80 years: The House of Tomorrow

It was 80 years ago this month that construction began on Fred Keck's "House of Tomorrow" at Chicago's Century of Progress exposition.

House of Tomorrow by George Fred Keck (1933)​ Photo by Kaufmann & Fabry Co. from University of Illinois
at Chicago Library http://www.flickr.com/photos/uicdigital/4387523202/

House of Tomorrow by George Fred Keck (1933)​
Photo by Kaufmann & Fabry Co.
from University of Illinois at Chicago Library
http://www.flickr.com/photos/uicdigital/4387523202/

Keck said he 'discovered' solar heating when he found workers inside the house wearing only shirtsleeves on a frigid winter day. This is the legendary 'shirtsleeves story' which I deconstruct in the book. Still it is clear that the House of Tomorrow set Keck on a powerful, decade-long inquiry that culminated in the solar house movement of the 1940s.

My friend Jim Laukes, an independent scholar formerly of the National Center for Appropriate Technology (NCAT), wrote the following tribute:

 Well done and salutations on your 80th birthday, House of Tomorrow
 
Still holding out on a bluff overseeing the assaulting waves of a tumultuous inland sea, The House of Tomorrow, designed primarily by Chicago architect George Fred Keck for the 1933 Chicago Century of Progress Exposition has gained iconic stratospheres unanticipated at its inception.  Rare is the book on any aspect of American World’s Fairs which lacks a photo and mention of it.  
 
As a precipitously late entry into the Home and Industrial Arts group, it made an unusual fit. Neighboring Model Homes proclaimed sponsors such as aptly named Southern Cypress Manufacturers’ Association, American Lumberman’s Association, Brick Manufacturers Association, Masonite Corporation, Stransteel Corporation and the ‘breezy’ State of Florida which chose reinforced concrete as prime material.
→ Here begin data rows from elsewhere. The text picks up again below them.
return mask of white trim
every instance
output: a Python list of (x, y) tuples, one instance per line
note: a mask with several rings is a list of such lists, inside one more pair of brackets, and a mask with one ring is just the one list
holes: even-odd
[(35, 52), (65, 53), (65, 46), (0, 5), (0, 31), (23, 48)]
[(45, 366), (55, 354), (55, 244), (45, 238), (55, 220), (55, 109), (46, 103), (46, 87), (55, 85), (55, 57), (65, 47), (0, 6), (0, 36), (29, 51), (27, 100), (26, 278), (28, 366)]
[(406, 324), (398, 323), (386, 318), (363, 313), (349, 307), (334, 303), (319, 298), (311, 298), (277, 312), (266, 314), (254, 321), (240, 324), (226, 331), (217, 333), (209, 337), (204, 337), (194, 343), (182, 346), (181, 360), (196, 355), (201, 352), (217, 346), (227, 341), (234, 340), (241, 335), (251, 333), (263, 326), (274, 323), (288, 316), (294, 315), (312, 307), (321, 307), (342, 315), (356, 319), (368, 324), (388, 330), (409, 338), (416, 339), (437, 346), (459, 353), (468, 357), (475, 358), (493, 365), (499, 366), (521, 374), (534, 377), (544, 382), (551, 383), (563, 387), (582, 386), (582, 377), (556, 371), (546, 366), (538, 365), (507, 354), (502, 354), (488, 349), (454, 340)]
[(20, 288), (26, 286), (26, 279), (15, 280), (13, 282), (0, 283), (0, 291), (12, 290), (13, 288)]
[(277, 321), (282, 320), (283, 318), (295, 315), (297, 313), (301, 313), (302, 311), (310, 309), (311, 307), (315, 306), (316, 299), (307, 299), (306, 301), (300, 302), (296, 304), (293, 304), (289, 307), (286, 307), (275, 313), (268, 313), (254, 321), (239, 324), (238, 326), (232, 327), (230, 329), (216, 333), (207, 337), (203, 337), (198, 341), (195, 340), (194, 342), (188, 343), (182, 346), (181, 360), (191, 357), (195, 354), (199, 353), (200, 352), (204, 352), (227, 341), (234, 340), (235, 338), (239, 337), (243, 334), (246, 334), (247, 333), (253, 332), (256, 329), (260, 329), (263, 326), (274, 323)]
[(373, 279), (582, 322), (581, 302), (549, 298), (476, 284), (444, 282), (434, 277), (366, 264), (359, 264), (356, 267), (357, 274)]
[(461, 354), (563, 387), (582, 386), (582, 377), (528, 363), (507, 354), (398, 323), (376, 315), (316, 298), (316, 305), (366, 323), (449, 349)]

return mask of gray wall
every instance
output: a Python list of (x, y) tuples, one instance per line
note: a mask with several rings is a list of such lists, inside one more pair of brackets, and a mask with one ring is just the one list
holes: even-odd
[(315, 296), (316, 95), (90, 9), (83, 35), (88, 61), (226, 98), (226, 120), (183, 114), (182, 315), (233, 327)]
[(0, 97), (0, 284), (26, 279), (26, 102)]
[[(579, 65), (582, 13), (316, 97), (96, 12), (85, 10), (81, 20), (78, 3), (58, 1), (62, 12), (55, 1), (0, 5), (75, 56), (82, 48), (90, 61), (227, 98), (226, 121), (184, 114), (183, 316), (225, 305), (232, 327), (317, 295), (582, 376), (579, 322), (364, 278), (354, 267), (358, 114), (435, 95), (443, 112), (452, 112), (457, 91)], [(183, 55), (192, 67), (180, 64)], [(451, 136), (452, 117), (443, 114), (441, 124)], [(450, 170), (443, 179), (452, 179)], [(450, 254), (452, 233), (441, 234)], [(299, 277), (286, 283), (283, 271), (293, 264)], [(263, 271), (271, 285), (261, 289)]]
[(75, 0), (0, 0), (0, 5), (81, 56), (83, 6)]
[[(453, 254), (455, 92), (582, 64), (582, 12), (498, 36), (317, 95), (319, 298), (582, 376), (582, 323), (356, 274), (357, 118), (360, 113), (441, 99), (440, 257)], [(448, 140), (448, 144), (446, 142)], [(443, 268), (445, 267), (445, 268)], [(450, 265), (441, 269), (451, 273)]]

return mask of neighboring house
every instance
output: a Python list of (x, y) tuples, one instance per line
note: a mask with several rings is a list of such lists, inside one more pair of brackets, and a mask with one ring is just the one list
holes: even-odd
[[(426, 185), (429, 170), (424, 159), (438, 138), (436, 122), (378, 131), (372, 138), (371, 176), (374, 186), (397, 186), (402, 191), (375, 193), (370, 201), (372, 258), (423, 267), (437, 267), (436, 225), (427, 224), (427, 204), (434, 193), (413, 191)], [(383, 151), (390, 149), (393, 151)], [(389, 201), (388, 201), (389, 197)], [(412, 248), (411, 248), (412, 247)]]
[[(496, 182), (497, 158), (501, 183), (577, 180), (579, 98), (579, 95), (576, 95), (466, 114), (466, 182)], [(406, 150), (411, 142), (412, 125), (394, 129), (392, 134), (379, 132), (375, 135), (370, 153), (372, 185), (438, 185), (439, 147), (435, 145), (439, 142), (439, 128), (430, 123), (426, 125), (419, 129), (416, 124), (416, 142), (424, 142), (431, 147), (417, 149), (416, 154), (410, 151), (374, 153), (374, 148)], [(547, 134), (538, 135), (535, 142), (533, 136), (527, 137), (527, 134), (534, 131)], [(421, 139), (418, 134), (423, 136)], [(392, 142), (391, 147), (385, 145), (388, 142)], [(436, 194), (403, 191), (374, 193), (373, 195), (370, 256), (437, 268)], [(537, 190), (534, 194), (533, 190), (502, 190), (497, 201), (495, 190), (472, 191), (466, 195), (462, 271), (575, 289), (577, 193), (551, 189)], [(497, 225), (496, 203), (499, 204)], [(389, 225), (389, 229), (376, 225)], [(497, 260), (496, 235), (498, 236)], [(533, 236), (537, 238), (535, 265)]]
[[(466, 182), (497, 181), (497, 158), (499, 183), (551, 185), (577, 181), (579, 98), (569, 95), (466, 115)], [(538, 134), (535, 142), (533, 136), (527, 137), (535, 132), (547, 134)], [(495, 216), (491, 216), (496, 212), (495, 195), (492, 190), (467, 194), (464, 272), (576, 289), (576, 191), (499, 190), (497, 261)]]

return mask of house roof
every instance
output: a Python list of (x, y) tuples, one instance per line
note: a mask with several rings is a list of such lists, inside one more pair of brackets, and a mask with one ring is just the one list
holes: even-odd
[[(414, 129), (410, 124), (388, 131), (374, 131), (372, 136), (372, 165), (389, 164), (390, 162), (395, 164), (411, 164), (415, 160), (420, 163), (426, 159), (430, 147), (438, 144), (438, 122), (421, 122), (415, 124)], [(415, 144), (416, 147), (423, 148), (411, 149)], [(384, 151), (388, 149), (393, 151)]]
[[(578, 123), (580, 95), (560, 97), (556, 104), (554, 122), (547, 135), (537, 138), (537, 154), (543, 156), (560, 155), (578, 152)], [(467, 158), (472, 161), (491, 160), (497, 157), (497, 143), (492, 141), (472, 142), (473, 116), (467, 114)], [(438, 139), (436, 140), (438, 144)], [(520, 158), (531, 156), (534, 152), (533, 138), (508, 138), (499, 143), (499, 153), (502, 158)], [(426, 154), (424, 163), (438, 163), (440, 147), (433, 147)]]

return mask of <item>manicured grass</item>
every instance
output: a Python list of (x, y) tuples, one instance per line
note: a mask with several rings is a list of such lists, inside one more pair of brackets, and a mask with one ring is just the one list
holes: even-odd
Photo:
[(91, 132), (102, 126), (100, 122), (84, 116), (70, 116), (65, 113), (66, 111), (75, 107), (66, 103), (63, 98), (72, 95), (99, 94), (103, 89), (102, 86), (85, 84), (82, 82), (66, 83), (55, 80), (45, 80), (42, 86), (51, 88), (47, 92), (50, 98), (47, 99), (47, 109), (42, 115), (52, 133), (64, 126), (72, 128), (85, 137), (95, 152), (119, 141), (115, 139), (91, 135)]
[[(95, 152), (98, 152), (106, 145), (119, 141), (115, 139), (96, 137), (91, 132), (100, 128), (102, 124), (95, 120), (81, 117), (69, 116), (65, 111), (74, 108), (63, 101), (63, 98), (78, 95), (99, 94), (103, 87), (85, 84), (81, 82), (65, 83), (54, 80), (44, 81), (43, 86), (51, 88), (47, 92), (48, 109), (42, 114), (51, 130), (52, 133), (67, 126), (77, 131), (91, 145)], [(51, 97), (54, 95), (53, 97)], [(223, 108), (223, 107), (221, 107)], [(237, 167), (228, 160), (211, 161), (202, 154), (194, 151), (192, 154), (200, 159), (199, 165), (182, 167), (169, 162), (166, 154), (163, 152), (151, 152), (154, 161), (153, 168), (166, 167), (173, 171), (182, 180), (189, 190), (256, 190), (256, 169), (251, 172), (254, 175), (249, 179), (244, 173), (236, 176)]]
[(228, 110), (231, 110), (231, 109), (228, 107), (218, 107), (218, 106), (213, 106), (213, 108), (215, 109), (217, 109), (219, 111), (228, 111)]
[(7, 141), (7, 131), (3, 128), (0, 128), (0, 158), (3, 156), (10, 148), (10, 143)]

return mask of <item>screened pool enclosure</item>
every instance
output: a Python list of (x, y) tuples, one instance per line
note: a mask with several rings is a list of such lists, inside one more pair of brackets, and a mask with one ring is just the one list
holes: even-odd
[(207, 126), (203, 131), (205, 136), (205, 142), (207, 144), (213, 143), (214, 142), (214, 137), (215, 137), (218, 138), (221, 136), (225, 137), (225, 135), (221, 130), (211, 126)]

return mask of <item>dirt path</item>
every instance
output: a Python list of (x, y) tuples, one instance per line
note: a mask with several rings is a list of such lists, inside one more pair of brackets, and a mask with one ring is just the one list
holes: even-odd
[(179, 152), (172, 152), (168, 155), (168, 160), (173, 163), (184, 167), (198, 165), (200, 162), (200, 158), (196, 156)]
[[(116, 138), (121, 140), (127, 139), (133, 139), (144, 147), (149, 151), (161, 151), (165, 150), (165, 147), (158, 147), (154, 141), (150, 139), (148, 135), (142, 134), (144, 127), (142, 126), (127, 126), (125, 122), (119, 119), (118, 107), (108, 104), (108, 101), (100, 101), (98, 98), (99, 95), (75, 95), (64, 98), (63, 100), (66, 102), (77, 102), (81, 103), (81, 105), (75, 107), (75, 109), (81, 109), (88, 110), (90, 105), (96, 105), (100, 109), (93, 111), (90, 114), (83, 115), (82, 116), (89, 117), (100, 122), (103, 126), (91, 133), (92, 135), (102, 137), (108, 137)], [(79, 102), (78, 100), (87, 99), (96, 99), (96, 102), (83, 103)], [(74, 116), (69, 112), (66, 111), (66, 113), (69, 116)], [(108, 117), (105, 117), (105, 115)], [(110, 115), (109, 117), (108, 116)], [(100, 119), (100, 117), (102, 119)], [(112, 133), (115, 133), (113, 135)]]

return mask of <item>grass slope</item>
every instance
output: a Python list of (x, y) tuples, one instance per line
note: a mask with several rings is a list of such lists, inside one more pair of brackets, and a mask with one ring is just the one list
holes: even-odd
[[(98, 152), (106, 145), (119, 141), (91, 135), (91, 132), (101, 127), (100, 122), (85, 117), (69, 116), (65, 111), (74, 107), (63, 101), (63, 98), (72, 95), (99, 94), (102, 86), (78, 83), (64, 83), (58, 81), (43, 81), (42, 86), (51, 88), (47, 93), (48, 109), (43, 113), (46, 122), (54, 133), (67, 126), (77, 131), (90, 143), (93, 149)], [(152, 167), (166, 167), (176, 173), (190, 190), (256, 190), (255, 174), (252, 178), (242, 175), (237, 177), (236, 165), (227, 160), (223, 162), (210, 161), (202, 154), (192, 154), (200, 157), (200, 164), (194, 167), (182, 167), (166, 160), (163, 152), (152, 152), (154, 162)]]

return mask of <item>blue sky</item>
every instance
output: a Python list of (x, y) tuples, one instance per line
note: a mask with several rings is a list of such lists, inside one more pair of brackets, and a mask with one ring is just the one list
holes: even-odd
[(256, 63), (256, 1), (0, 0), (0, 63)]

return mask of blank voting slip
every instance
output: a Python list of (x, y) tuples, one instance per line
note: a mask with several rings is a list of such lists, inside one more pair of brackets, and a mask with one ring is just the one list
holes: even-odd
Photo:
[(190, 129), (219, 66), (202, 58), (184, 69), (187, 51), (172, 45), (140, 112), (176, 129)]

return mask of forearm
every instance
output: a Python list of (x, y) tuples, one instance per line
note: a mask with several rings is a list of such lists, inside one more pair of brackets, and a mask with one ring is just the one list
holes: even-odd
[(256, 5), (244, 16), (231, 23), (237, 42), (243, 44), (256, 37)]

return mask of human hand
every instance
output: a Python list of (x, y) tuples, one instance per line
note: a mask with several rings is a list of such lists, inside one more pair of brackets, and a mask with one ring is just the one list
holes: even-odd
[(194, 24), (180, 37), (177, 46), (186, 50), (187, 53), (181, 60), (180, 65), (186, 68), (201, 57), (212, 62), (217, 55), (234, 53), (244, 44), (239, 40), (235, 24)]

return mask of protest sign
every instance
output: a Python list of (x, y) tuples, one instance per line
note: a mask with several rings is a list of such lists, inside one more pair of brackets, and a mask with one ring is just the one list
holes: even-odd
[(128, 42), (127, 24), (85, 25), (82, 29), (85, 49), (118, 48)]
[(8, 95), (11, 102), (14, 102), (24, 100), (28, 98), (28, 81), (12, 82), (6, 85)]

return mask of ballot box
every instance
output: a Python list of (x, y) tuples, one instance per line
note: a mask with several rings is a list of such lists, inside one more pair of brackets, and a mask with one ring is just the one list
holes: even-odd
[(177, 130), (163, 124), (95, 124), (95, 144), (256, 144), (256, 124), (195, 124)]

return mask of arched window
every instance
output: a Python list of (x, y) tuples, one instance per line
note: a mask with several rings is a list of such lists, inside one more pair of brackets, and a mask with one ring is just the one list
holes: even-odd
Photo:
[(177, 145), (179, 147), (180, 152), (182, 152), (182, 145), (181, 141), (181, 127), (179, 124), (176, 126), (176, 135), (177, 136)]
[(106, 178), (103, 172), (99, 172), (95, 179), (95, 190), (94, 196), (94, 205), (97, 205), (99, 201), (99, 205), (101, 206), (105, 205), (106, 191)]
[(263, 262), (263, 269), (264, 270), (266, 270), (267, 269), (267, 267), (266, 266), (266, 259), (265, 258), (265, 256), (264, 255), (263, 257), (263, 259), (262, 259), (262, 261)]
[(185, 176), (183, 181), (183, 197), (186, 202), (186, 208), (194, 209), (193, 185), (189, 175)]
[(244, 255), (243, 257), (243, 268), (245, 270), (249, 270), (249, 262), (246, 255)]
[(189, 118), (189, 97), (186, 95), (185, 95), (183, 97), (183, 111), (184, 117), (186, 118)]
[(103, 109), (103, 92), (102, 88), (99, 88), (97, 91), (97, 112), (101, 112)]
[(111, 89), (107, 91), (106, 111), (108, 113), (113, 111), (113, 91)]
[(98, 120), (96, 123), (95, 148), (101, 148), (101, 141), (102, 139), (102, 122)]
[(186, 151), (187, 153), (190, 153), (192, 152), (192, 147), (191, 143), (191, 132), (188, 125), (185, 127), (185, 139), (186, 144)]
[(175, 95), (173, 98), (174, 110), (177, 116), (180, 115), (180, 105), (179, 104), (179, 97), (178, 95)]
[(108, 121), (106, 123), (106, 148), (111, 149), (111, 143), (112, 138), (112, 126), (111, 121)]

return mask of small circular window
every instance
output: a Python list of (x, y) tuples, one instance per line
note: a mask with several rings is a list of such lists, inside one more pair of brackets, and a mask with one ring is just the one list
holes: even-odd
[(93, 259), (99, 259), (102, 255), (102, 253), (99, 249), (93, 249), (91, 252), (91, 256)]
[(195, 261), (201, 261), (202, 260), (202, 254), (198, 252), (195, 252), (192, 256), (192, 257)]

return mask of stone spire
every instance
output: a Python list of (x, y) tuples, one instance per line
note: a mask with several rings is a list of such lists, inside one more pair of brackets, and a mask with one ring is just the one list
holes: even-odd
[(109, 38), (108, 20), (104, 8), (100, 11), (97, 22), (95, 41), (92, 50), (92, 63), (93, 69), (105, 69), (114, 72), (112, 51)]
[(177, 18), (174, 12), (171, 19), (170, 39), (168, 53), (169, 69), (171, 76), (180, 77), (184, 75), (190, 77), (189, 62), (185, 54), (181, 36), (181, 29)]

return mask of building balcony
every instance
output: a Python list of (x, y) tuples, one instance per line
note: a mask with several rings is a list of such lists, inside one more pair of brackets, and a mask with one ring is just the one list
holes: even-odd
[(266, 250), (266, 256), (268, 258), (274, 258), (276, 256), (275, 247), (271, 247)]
The glass and steel House of Tomorrow stood out on the proverbial limb, awaiting the huff and puff of a Neptunesque big bad wolf which might proverbially progress in blowhard destruction from straw to wood to brick. Recall that this grouping was only a few hog hollers east, and downwind, from the broad-shouldered stock yards. Steel-reinforced concrete stood as an obvious improvement, be it for wolves or hurricanes. (Straw was unrepresented in 1933 – see 1871 calamity - for fire safety reasons alone.) But those twelve sided expanses of single strength plate glass?  Hubris or prescience?  
 
Another exception awarded the House of Tomorrow was the commercial status of ‘concession’ – the ability to charge a 10 cent fee. Entry tickets to the Fair were 50 cents unless discounts applied and most exhibits were included.  A 1931 Century of Progress rulebook for the Model Homes in the Home and Industrial Arts group defined them as exhibits and admission fees were expressly forbidden.  Somehow this latecomer managed a ‘unique’ place on the Midway to Manna. More on this and related repercussions such as Chicago-style backroom business practices in a later writing.
 
If icons need heroic if not also tragic proportions, a saga of solar heating will perform nicely here. A story arose some years after the Fair closed that during a stage of construction, a few workmen had shed their winter coats while laboring inside the enclosed space. But the furnace was not yet operating. It's known as "the shirtsleeves story." This led Keck to begin speculation that the sun streaming bountifully through the glass was a readily available, cost-efficient source of space heating.  In many retellings, this took on a form akin to Isaac Newton’s gravitas apple. Sometimes the date of this accidental epiphany was set in February or less specifically after a freezing night.  With construction just getting underway in April, it’s likely that the glazing was not completed until very late in April or, more probably, in early May.  Two books,
The Solar Home: Pioneering Sustainable Design by Anthony Denzer (just published) and Let it Shine: The 6000 Year History of Solar Energy by John Perlin (available August 2013) elaborate on aspects of this tale.
 
As a self-proclaimed practitioner and student of Modernism, Keck’s model home should not be considered ahistorically. Estimable efforts by Mies van der Rohe such as the Barcelona Pavilion and the Tugendhat House deserve vital consideration.  As the paths of Mies and Keck would intersect at a later date, this must be pursued in further writings.
 
So, Happy Birthday, House of Tomorrow, and here’s a toast to a hundred more!

---Jim Laukes


And on the subject of Keck-related anniversaries, it's been 20 years since the last serious scholarly study of Keck's work: Robert Boyce's Keck & Keck: The Poetics of Comfort.  That's far too long for a figure of Keck's significance.